Mubadalah.id – Jika merujuk hadits-hadits shahih, seperti ditegaskan oleh Abu Syuqqah tentang kemitraan laki-laki dan perempuan, maka Islam menegaskan tentang pentingnya kemitraan laki-laki dan perempuan. Kemitraan ini seperti dalam praktik Nabi Muhammad Saw yang bertanya kepada Ummu Salamah Ra saat Perjanjian Damai Hudaibiyah
Lalu Nabi Muhammad Saw mendengar dan mengamalkan pendapat Ummu Salamah Ra tersebut, dan juga pernyataan Nabi Muhammad Saw yang menyarankan perempuan untuk belajar menulis.
Tetapi, hadits-hadits shahih ini seringkali kalah tenar dari teks-teks yang justru palsu dan lemah. (Baca juga: Islam Ajarkan Bahwa Laki-Laki dan Perempuan adalah Makhluk yang Setara)
Hadits-hadits shahih ini berbeda jauh dengan teks-teks palsu di atas, yang menganggap perempuan sebagai mainan laki-laki, yang tidak perlu ia ajak bicara, tidak perlu ia ikuti, dan tidak perlu ia ajarkan menulis.

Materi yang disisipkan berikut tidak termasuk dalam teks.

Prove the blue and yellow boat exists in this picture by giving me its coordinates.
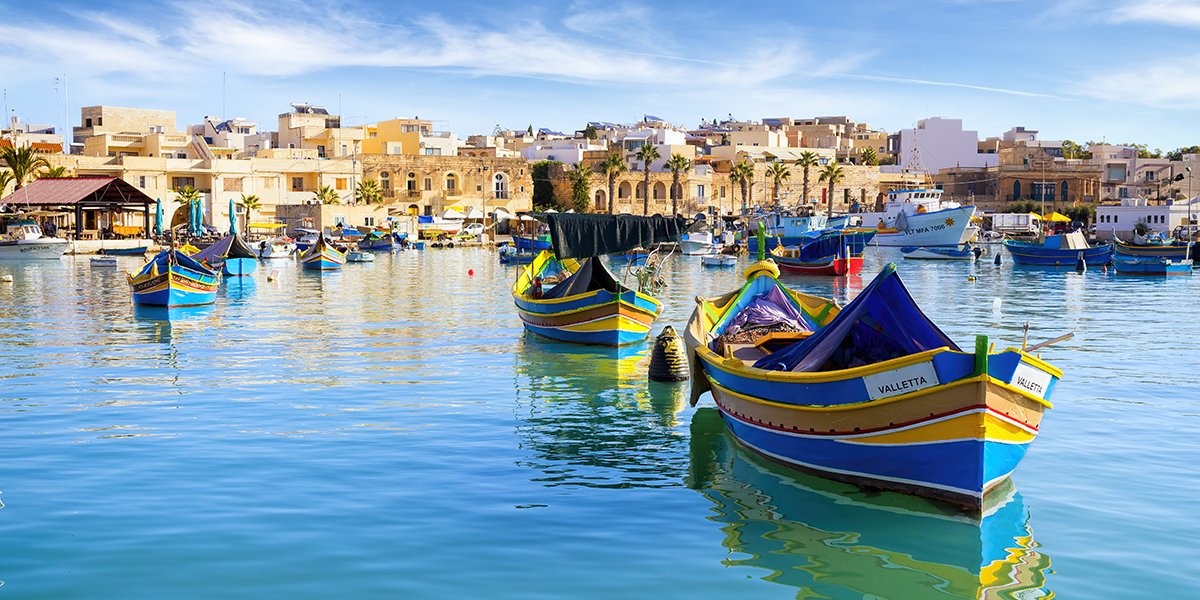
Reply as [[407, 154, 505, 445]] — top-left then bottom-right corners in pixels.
[[300, 234, 346, 271], [512, 250, 662, 346], [127, 248, 217, 307], [685, 260, 1062, 510]]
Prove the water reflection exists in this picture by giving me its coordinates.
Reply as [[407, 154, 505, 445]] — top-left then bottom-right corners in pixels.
[[688, 408, 1052, 599], [515, 334, 686, 487]]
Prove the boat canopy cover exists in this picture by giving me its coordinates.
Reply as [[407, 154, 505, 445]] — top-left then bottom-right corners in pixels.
[[138, 248, 216, 275], [754, 264, 959, 372], [540, 212, 688, 259], [541, 258, 622, 299], [192, 234, 258, 260]]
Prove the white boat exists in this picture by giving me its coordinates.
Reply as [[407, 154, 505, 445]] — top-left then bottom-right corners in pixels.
[[254, 238, 296, 260], [700, 252, 738, 266], [0, 218, 67, 260], [863, 188, 979, 246], [679, 232, 720, 257]]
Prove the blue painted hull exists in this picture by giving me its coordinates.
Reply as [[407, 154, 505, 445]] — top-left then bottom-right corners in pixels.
[[221, 258, 258, 277]]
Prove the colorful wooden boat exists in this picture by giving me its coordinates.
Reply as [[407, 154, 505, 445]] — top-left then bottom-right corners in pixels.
[[127, 248, 217, 307], [1004, 232, 1112, 266], [191, 234, 258, 277], [1112, 254, 1192, 276], [770, 229, 875, 275], [685, 260, 1062, 510], [900, 245, 983, 260], [300, 234, 346, 271], [512, 251, 662, 346]]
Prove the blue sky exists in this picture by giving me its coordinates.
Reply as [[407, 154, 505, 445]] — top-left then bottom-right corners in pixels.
[[0, 0, 1200, 150]]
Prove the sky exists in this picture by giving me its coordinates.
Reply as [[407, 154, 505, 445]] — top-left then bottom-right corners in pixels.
[[0, 0, 1200, 150]]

Tentu saja, teks-teks seperti ini menyalahi semua prinsip ajaran Islam yang paling nyata. Terutama, tentang kemanusiaan perempuan yang utuh dan setara dengan kemanusiaan laki-laki, sebagaimana ayat-ayat al-Qur’an dan teks-teks hadits pernah menegaskannya.
Jadi, persoalannya bukan pada teks-teks hadits. Tetapi pada pandangan masyarakat itu sendiri, yang kemudian dalam beberapa kasus, tercipta dalam bentuk ungkapan-ungkapan yang banyak mengklaimnya sebagai hadits.
Sayangnya, “inferioritas perempuan” masih masyarakat muslim yakini dengan sandaran teks hadits shahih Imam Bukhari yang secara literal mendeskreditkan kemanusiaan perempuan.*
*Sumber: tulisan Faqihuddin Abdul Kodir dalam buku Qiraah Mubadalah.